With signs emerging that the economic recovery is slowing, mortgage rates continue to hover at or near record lows and demand for purchase loans remains weak, surveys by the Mortgage Bankers Association and Freddie Mac show.

Rates on 30-year fixed-rate mortgages averaged 4.37 percent with an average 0.7 point for the week ending Sept. 23, Freddie Mac said in releasing its weekly Primary Mortgage Market Survey.

That’s unchanged from last week, and not far off the 4.32 percent record low seen during the week ending Sept. 2. At the same time a year ago, 30-year fixed-rate loans averaged 5.04 percent.

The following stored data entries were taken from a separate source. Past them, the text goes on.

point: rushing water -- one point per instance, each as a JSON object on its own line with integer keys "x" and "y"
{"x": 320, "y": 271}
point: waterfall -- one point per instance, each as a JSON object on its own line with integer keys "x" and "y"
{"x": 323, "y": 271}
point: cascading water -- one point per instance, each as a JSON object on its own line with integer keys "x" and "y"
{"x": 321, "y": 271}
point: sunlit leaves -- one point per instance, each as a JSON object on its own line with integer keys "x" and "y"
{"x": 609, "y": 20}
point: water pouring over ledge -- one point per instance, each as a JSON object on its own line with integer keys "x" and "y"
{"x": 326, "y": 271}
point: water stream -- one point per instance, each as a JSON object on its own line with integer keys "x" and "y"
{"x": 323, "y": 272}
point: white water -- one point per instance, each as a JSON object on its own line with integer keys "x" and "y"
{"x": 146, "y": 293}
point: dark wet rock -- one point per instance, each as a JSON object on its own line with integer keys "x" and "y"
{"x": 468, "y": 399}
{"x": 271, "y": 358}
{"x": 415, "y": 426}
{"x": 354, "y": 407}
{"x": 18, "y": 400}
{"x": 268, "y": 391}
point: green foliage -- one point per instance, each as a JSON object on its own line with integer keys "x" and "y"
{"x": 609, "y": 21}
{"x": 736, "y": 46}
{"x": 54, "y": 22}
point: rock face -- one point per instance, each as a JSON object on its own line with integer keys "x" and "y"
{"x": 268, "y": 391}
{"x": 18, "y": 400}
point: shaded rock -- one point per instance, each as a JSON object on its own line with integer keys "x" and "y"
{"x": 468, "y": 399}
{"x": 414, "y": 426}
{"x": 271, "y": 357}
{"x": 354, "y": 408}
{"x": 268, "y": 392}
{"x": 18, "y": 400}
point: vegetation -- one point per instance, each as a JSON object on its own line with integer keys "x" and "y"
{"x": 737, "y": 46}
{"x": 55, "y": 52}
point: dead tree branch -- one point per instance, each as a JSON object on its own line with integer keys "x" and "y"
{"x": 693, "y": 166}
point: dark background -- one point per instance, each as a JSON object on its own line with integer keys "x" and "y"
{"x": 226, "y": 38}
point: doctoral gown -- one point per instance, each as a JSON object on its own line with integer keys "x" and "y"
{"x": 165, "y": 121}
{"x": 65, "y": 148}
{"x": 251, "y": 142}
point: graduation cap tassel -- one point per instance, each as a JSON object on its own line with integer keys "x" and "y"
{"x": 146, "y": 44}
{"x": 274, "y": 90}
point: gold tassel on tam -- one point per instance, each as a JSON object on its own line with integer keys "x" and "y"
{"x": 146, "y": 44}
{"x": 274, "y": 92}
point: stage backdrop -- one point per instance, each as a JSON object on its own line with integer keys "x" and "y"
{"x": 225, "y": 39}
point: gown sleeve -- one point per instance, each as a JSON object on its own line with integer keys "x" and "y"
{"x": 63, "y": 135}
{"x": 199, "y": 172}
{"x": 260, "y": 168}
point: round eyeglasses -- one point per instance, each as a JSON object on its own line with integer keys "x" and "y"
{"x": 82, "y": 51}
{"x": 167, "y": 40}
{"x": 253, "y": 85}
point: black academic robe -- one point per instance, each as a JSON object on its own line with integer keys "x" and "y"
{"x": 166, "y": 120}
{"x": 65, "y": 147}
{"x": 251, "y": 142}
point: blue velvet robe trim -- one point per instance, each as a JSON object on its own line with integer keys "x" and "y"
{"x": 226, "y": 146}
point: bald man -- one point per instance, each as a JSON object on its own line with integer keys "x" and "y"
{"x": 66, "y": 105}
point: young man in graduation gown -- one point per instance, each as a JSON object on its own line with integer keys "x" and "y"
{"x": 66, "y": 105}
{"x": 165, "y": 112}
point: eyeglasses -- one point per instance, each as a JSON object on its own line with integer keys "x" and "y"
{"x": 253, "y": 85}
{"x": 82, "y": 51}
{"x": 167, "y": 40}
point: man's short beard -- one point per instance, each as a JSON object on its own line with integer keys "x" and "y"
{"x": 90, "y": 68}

Rates on 15-year fixed-rate mortgages were also unchanged from last week, remaining at a record-low 3.82 percent with an average 0.7 point. That’s down from 4.46 percent a year ago.

Rates on 5-year Treasury-indexed hybrid adjustable-rate mortgage (ARM) loans averaged 3.54 percent with an average of 0.6 point, down from 3.55 percent last week and 4.51 percent a year ago. That brought rates on 5-year ARM loans back down to a low in records dating to 2005, last seen during the week ending Sept. 2.

One-year Treasury-indexed ARM loans averaged 3.46 percent with an average 0.7 point, up from 3.4 percent last week but down from 4.52 percent a year ago.

The Federal Reserve’s Open Market Committee on Tuesday said there are signs that the pace of the recovery has slowed, and that it would not only keep its target for a key short-term interest rate at close to zero percent, but was prepared to provide additional stimulus to encourage growth.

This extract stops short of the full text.